- Shares in FBR (FBR) spike this morning after the company said it has completed its first house structure using Wienerberger’s Porotherm clay blocks
- The Wienerberger blocks are the largest to be used by FBR’s Hadrian X system, with each block equivalent in size to 12 standard bricks
- FBR says it initially planned to complete the Wienerberger pilot program in Europe, but COVID-19 border restrictions meant this wasn’t possible
- Nevertheless, FBR and Wienerberger plan to take on some more pilot work for Hadrian X and the large clay blocks in Europe as soon as border restrictions allow
- Shares in FBR are up 5.77 per cent to 5.5 cents each at 10:41 am AEDT
Shares in FBR (FBR) have spiked this morning after the company said it had completed its first house structure using Wienerberger’s Porotherm clay blocks.
The blocks are the largest to be used by FBR’s Hadrian X construction robot and also the largest produced by Wienerberger, with each block the equivalent in size to 12 standard bricks.
According to FBR, the house was built with gable ends roughly five metres high — a common style throughout Europe.
In fact, Managing Director and CEO Mike Pivac said FBR and Wienerberger were initially planning to complete this pilot program in Europe, but COVID-19 border restrictions threw a spanner in the works.

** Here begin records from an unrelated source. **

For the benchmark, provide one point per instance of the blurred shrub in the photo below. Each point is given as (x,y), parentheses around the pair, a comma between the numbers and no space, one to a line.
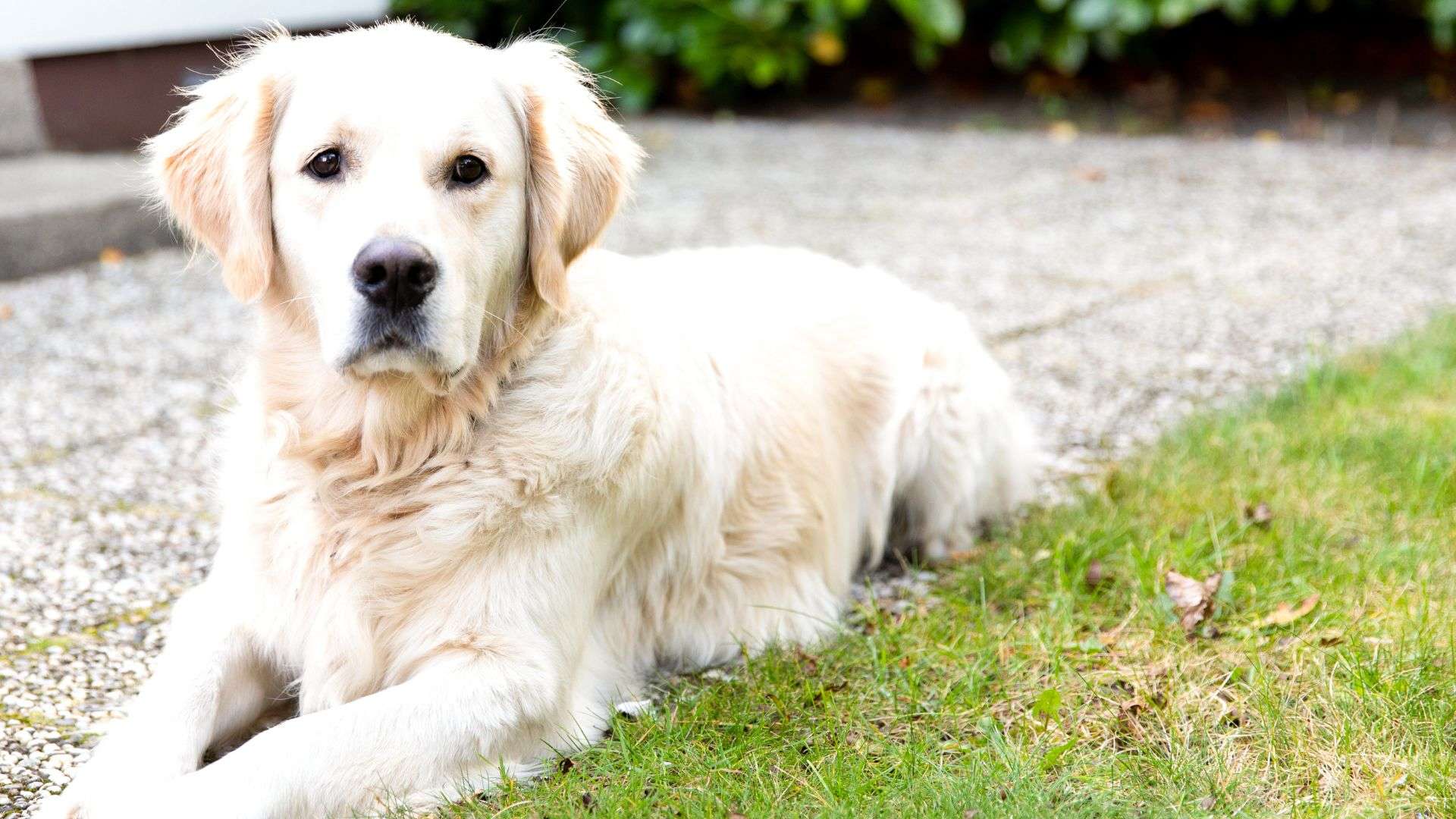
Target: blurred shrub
(718,49)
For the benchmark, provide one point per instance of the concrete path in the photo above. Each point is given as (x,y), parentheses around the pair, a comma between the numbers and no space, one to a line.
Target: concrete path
(1123,283)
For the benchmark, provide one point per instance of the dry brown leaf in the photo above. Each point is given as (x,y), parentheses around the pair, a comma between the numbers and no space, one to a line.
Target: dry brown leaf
(1285,614)
(1258,513)
(1191,599)
(826,47)
(1062,131)
(875,91)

“Although we expected to have a Hadrian X deployed to Europe this year to complete this pilot program, the global conditions caused by COVID-19 have meant that we must conduct the program here in Australia, with a view to deploying to Europe when conditions have improved such that it makes sense to do so,” Mr Pivac said.
“Both parties are committed to advancing robotic construction together and improving the efficiency, sustainability and digitalisation of the construction industry, and we look forward to continuing our work with Wienerberger.”
The Wienerberger blocks used as part of the pilot construction program are already approved for use in European markets.
According to FBR, the European-style structure was built using two adhesives: one already usually used by FBR and another typically used by Wienerberger with its blocks in Europe.
What’s next for Fastbrick and Wienerberger?
FBR said the two companies planned to take on a European pilot building program once pandemic-related circumstances allow for this, but in the meantime, the Australia-based program sufficiently shows Hadrian X’s ability to work with construction materials and architectural styles commonly found in Europe.
According to FBR, roughly 700,000 new low-rise homes are built each year in the European market.
As FBR and Wienerberger wait for the European pilot programs, the companies will take on some more optimisation work for both Hadrian X and the Porotherm blocks to make sure they’re field-ready for the programs.
Hadrian X is a construction robot designed by FBR to efficiently and precisely lay bricks for building work.
FBR claims the tech can help dramatically slash build times while reducing waste and improving building site efficiency.
Shares in FBR were up 5.77 per cent and trading at 5.5 cents each at 10:41 am AEDT. The company has a $116.5 million market cap.